Final analysis included 10,593 patients; most patients were female (n = 7,845), of whom 2,192 were obese. Of the 2,748 men included, 71 were obese.

Among women who received tumor necrosis factor inhibitor (TNFi) or csDMARD treatment, and all patients treated with tocilizumab, obesity adversely impacted improvement in Disease Activity Score-28 for Rheumatoid Arthritis with ESR (DAS28-ESR) after six months. The mean impact of obesity on DAS28-ESR improvement was: for women receiving csDMARDs, –0.15 units (95% CI, –0.26 to –0.04); for women receiving TNFi, –0.22 units (95% CI, –0.31 to –0.12); for women receiving tocilizumab, –0.22 units (95% CI, –0.42 to –0.03); and for men receiving tocilizumab, –0.41 units (95% CI, –0.74 to –0.07).

“This means that, for example, an obese man receiving TOC is expected to improve his DAS28-ESR by 0.41 points less over half a year after start of treatment than a non-obese man receiving the same therapy,” the study authors explained.
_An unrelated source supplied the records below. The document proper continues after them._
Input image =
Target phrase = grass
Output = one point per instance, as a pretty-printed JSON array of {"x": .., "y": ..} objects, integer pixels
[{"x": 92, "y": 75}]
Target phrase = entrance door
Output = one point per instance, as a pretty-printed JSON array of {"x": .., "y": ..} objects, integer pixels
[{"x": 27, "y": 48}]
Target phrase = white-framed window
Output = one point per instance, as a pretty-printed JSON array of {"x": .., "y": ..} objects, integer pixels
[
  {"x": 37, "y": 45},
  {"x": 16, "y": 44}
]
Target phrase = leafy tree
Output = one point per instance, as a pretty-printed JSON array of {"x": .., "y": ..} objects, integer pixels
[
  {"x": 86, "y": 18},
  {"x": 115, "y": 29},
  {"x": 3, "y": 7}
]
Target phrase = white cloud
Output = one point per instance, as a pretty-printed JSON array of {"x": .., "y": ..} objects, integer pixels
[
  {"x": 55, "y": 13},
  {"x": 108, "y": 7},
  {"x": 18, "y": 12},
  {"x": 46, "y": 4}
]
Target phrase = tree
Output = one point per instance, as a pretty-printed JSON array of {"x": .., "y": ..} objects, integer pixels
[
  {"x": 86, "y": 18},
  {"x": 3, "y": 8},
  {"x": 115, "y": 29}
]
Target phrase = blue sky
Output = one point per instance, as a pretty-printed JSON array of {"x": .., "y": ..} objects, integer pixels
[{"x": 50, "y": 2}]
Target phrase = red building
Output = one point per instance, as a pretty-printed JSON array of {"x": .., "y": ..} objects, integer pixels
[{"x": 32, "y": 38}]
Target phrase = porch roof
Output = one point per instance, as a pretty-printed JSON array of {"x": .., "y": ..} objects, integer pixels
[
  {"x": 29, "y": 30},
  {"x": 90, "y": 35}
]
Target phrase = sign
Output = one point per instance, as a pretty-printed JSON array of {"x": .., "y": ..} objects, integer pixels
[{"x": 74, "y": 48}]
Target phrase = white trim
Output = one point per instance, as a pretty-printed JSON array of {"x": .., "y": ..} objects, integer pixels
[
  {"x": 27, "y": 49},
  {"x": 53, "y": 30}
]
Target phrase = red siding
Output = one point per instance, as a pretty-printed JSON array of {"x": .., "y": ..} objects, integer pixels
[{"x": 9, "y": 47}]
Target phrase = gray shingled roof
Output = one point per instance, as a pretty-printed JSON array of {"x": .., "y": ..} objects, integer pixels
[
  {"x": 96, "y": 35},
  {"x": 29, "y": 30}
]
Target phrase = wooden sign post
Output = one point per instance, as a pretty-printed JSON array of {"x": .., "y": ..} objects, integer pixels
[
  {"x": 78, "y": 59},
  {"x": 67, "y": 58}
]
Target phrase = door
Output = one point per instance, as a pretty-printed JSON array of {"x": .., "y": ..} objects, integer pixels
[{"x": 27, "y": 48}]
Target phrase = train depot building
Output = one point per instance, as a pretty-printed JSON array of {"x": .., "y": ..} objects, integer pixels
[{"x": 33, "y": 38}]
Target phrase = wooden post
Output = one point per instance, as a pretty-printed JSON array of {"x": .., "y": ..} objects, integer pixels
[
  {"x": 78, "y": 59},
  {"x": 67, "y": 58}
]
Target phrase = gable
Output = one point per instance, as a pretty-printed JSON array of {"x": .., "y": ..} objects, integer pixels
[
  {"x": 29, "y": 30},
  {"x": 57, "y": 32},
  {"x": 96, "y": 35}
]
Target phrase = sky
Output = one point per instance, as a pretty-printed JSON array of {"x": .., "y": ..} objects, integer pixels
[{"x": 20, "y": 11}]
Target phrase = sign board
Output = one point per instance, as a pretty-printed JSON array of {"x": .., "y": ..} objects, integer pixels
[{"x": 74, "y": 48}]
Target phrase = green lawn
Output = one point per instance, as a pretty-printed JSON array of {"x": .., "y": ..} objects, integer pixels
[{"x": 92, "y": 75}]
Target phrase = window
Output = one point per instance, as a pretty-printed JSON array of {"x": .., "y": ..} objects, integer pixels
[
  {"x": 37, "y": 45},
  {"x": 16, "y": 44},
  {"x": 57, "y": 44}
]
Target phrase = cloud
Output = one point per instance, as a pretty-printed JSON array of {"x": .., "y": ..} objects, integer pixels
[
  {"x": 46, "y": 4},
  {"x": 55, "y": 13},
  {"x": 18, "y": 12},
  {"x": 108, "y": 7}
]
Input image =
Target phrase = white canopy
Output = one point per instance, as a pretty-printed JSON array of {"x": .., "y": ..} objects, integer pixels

In obese women, the weaker DAS28-ESR response in the csDMARD group was correlated with a weaker ESR/inflammation response, and in the TNFi group it was further associated with a weaker response in terms of joint pain and the patient global health assessment. Among tocilizumab patients, there was an observed correlation between obesity and joint pain or (women only) swelling, and in men, a weaker ESR response. No correlations were observed between obesity and rituximab or abatacept efficacy.

The findings were published in Rheumatology.

The study authors concluded, “Obesity has a negative impact on the effectiveness of cytokine-targeted but not cell-targeted therapies in daily practice. This has a statistically significant effect in considerably more outcomes and therapies for women than for men.”